DELETE ReportServerTempDB.dbo.ExecutionCache
WHERE SnapshotDataID IN (SELECT EC.SnapshotDataID
FROM ReportServer.dbo.Catalog C
INNER JOIN ReportServerTempDB.dbo.ExecutionCache EC ON EC.ReportID = C.ItemID
WHERE LEFT(C.Path,8) = '/DWH_NL/')
Update:
I added a delay between Expire Cache and the NULL Delivery share schedule:
-- RUN SHARED SCHEDULE: FOREXPIRECACHING TO ACTIVATE ALL NULL DELIVERY SUBSCRIPTIONS
DECLARE @ExpiredScheduleID UNIQUEIDENTIFIER
DECLARE @ExpiredScheduleName AS VARCHAR(128) = 'DWH_SharedSchedule_ForExpireCaching_DoNotChangeOrDelete'
-- Get the Schedule identifier
SET @ExpiredScheduleID = (SELECT ScheduleID FROM ReportServer.dbo.SCHEDULE WHERE NAME = @ExpiredScheduleName)
-- pass the Schedule identifier to the Event insert procedure
EXEC ReportServer.dbo.AddEvent @EventType='SharedSchedule', @EventData=@ExpiredScheduleID
-- There can be an issue with caching if the expiration is not 100% complete. We set a WAIT
-- command to know sure that all cache has been expired.
--The format is hh:mi:ss.mmm.
WAITFOR DELAY '00:02:00.000';
-- RUN SHARED SCHEDULE: FORCACHING TO ACTIVATE ALL NULL DELIVERY SUBSCRIPTIONS
DECLARE @ScheduleID UNIQUEIDENTIFIER
DECLARE @ScheduleName AS VARCHAR(128) = 'DWH_SharedSchedule_ForCaching_DoNotChangeOrDelete'
SET @ScheduleID = (SELECT ScheduleID FROM ReportServer.dbo.SCHEDULE WHERE NAME = @ScheduleName)

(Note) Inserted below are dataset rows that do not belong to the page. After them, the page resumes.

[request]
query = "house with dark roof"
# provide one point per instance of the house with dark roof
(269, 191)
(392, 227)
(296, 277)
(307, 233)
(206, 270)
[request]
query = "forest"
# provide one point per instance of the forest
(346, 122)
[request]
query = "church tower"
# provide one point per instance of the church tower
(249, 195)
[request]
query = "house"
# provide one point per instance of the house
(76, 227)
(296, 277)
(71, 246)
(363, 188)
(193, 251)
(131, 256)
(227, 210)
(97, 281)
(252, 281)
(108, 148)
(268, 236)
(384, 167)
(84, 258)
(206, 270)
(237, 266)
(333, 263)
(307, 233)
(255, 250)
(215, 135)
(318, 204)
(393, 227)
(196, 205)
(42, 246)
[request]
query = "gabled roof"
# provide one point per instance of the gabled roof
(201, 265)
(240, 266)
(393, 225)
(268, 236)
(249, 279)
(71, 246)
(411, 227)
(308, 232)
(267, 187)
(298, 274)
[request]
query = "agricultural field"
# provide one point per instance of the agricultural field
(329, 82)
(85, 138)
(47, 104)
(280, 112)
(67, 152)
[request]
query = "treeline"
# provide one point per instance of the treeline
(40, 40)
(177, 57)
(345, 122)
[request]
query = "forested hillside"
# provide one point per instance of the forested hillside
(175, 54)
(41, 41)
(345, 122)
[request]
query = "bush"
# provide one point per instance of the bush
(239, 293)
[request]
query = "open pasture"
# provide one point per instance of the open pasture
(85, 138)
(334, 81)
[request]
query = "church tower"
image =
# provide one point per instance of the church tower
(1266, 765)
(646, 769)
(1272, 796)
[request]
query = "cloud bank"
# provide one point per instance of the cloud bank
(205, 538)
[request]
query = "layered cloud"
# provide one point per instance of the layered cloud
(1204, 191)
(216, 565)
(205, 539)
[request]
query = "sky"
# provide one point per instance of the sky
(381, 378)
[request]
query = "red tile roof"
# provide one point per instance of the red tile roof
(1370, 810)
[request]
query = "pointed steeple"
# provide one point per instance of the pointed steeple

EXEC ReportServer.dbo.AddEvent @EventType='SharedSchedule', @EventData=@ScheduleID
Possible issues
We are using this method for seven years now. After migrating to a new server, we discovered that the SSRS caching mechanism didn’t work anymore. When I looked at the subscription page in Report Manager, it looked that the subscription was working fine. It said that all subscriptions where executed. When I run a reports, it was very, very slow. When I opened a report, I checked the dbo.ExecutionCache table. One record appeared in the table so it was cached. When I re-opened the same report, a new record was cached with the same data! Pretty strang! After a long investigation, I found out that the cache expiration was attached to an expired schedule!
When you attach a subscription cache to and expired shared schedulde, Reporting Services will automatically delete the cache after XXX minutes! So the best thing you can do is put the shared schedule one year in the future so it’s not expired!